Two books by CWRU School of Law faculty were published in the first two months of 2022—Aging with a Plan: How a Little Thought Today Can Vastly Improve Your Tomorrow, Second Edition (First Hill Books, Jan. 2022) by Sharona Hoffman, the Edgar A. Hahn Professor of Law and co-director of the Law-Medicine Center; and The Right to Repair: Reclaiming the Things We Own (Cambridge University Press, Feb. 2022) by Aaron Perzanowski, the John Homer Kapp Professor of Law and associate director of the Spangenberg Center for Law, Technology & the Arts.

Hoffman’s Aging with a Plan is a comprehensive resource for readers approaching middle age and beyond and facing the prospects of their own aging and of caring for elderly loved ones. It addresses legal planning, retirement savings and expenses, long-term care, end-of-life decisions,  navigating the health care and insurance systems, driving, retirement communities, and more.

“Everyone is going to face challenges as they age, and little in life prepares us for many of them,” Hoffman said. “It is often very difficult to make good decisions when you are in the midst of a crisis that you did not anticipate.  This book tries to provide people with the tools they will need to help themselves and others.”

Perzanowski’s The Right to Repair takes a look at the history of repair to show how companies use intellectual property law, software restrictions, pricing strategies and other tactics to keep consumers from fixing the things they own. He demonstrates how this strategy, while profitable for companies, comes at great consumer and environmental costs; and he provides information to help readers fight back for the right to repair what’s their own.

“You can buy a toothbrush, a garbage can and a hair brush with software embedded in it. That gives companies more immediate and direct control over the products we buy than ever before,” said Perzanowski. “I’m frustrated that working people are forced to choose between getting a phone fixed or paying their rent. I’m also terrified by the environmental consequences of products that may be cheaper to replace than repair.”

Perzanowski does see reason for some optimism.

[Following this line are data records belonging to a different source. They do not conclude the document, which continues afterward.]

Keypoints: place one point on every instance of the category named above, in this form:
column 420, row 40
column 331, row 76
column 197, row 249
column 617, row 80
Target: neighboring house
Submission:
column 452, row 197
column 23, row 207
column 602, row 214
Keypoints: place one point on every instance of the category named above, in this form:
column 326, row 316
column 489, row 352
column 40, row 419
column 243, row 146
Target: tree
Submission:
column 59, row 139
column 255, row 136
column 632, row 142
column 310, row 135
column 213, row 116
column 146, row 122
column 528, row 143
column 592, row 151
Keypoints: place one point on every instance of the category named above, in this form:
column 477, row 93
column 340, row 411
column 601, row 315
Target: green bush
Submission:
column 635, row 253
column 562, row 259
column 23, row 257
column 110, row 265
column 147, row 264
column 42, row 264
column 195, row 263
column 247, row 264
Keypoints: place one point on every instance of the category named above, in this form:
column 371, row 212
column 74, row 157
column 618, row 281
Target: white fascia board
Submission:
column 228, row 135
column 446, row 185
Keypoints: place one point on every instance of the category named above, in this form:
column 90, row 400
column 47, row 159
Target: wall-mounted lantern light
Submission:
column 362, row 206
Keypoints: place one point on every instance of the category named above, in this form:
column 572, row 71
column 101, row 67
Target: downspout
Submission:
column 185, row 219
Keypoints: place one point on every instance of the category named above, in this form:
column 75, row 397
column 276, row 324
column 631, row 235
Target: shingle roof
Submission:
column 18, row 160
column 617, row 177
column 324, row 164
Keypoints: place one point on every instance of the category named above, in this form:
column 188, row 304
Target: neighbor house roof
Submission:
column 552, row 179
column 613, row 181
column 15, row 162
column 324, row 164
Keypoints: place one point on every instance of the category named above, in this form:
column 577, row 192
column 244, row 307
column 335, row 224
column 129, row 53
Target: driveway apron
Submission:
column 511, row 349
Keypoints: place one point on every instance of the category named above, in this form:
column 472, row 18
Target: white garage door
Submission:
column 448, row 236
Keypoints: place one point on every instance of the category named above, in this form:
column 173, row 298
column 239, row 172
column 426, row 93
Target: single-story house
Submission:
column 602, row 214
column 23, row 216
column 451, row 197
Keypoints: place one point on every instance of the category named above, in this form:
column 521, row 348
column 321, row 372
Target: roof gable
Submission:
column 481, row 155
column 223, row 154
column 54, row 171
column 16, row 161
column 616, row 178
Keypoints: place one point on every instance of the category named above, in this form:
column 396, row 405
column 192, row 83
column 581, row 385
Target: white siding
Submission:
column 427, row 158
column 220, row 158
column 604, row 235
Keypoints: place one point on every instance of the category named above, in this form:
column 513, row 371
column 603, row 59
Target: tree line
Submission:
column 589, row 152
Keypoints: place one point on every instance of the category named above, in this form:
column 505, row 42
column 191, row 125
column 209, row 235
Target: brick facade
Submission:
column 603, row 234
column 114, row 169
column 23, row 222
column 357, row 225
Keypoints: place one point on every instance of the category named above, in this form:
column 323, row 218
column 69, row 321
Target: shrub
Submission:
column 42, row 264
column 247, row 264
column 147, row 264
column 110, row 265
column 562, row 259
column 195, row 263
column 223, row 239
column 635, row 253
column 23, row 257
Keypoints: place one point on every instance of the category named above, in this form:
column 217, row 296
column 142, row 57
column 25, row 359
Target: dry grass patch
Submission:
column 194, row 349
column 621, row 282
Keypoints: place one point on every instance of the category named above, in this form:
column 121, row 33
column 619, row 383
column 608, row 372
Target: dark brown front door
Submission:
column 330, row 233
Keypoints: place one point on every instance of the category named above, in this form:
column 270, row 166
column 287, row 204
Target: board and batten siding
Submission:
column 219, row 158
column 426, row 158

For example, Apple now sells some parts directly to consumers following decades of refusing to do so. 

“That’s a sign that this right to repair movement is having an impact on company policies,” Perzanowski said. “If you can force a company to change—that tells me about the power of the arguments being made.”

“Our faculty ranks #36 in the nation in scholarly impact,” notes Co-Dean Michael Scharf.  “As the latest books by Professors Hoffman and Perzanowski show, they remain on the cutting edge of important legal scholarship.”